JournalTimes.com

County settles damage claims from nursing home, arrest

BY DAVID STEINKRAUS
dsteinkraus@journaltimes.com | Posted: Tuesday, June 9, 2009 12:00 am

At its May 26 meeting and at Tuesday's, the Racine County Board passed two resolutions which settled $58,000 in damage claims against the county.

One was from Arthur Woiteshek, a resident at Ridgewood Care Center, who sued the county because of his treatment at the hands of one of the nursing home's certified nursing assistants.

According to court documents, Woiteshek, who had been diagnosed with Alzheimer's disease and was 85 at the time, was living at the center on March 9, 2007. Aide Amelia Clay twisted his ear in order to prevent him from disturbing another resident who was sleeping in a chair. That action resulted in three cuts on one of Woiteshek's ears, two of about one-half inch and the other of slightly more than 2 inches. Doctors used 19 stitches to close the wounds.

The case was filed last spring and was scheduled for a jury trial starting June 23. The $25,000 settlement will be made with Woiteshek's estate. He died at Ridgewood on May 17 at the age of 88.

Clay's part in the matter is still pending. She was fired from her job at Ridgewood but filed a grievance which is now in arbitration, said Jon Lehman, the county's corporation counsel. The incident also resulted in additional training and the reinforcement of training at Ridgewood, said Geoff Greiveldinger, the county's chief of staff.

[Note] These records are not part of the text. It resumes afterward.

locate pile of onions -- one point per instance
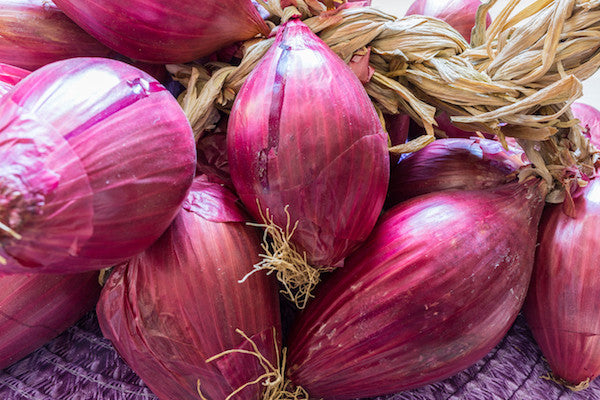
(435, 287)
(305, 143)
(464, 164)
(178, 303)
(163, 31)
(35, 33)
(96, 157)
(36, 308)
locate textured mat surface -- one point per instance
(82, 365)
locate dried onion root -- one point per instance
(277, 386)
(575, 388)
(525, 72)
(291, 267)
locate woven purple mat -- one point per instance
(82, 365)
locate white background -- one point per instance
(591, 87)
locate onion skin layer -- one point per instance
(9, 77)
(303, 133)
(166, 31)
(465, 164)
(179, 302)
(36, 308)
(562, 303)
(34, 33)
(434, 288)
(97, 158)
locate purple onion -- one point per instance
(97, 157)
(166, 31)
(465, 164)
(179, 302)
(304, 134)
(562, 303)
(460, 14)
(9, 77)
(36, 308)
(35, 33)
(435, 287)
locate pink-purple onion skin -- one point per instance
(562, 303)
(460, 14)
(303, 133)
(164, 31)
(36, 308)
(589, 120)
(464, 164)
(34, 33)
(434, 288)
(178, 303)
(9, 77)
(97, 158)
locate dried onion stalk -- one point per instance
(421, 64)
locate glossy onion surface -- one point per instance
(562, 303)
(96, 158)
(34, 33)
(36, 308)
(304, 134)
(435, 287)
(166, 31)
(452, 164)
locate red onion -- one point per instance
(562, 303)
(165, 31)
(397, 126)
(9, 77)
(179, 302)
(304, 134)
(465, 164)
(96, 157)
(460, 14)
(589, 117)
(35, 33)
(36, 308)
(435, 287)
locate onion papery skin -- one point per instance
(9, 77)
(97, 158)
(34, 33)
(179, 302)
(589, 120)
(163, 31)
(460, 14)
(36, 308)
(465, 164)
(435, 288)
(303, 133)
(562, 303)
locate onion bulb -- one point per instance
(96, 158)
(179, 302)
(435, 287)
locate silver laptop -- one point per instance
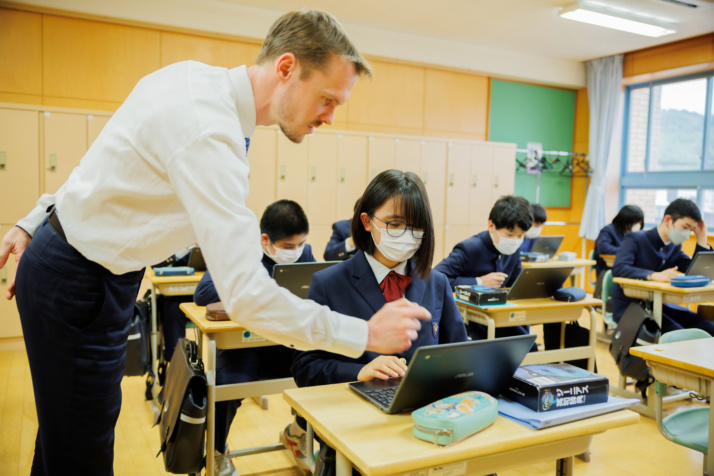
(548, 245)
(438, 371)
(296, 277)
(702, 265)
(539, 282)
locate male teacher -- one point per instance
(170, 169)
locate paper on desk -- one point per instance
(526, 416)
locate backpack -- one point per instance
(636, 327)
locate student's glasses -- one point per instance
(396, 228)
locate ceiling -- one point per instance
(523, 40)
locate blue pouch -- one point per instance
(454, 418)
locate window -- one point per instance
(668, 145)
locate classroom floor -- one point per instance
(633, 450)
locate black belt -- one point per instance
(56, 225)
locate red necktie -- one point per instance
(393, 285)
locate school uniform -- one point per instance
(351, 287)
(336, 249)
(644, 252)
(244, 365)
(475, 257)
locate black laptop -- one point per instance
(296, 277)
(702, 265)
(438, 371)
(548, 245)
(539, 282)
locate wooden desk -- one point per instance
(379, 444)
(579, 265)
(168, 286)
(230, 335)
(686, 364)
(537, 311)
(608, 259)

The other claim resulted in a $33,000 settlement with Ruby Windsor of Mount Pleasant who was improperly jailed because of an invalid arrest warrant. Windsor was arrested by Mount Pleasant officers on the morning of May 10 when they ran a routine computer check while responding to a call for service. On Nov. 2, 2007 a Family Court commissioner had issued a warrant for Windsor's arrest for failing to appear at a hearing, but the warrant had been canceled 15 days later, and that information had apparently not been entered into the computer system used by police.

Mount Pleasant officers, acting on the erroneous information, handcuffed Windsor, who was in her nightgown, and took her to the county jail. On the following day, Mother's Day, her daughter brought a copy of the court order canceling the warrant to the jail, but Windsor wasn't released until Monday after she appeared before a court commissioner.

The incident had a wide-ranging effect on how the county handles warrants, Lehman said. An internal committee comprised of people from the sheriff's department, Clerk of Courts office, and Child Support Department looked at the whole process and recommended a number of changes.

"It really resulted in a whole new position being created in the Clerk of Courts office so that one person was going to be devoted to nothing but warrants," Lehman said. Two deputies were reassigned so a large portion of their time is devoted to handling, and they communicate directly with the warrants clerk. Law enforcement officers also now have access to the same set of computer records which the court clerks do, he said.

"If good can come from bad, that was the classic case," Lehman said. "Almost everything we do now, she (Windsor) was the genesis of it."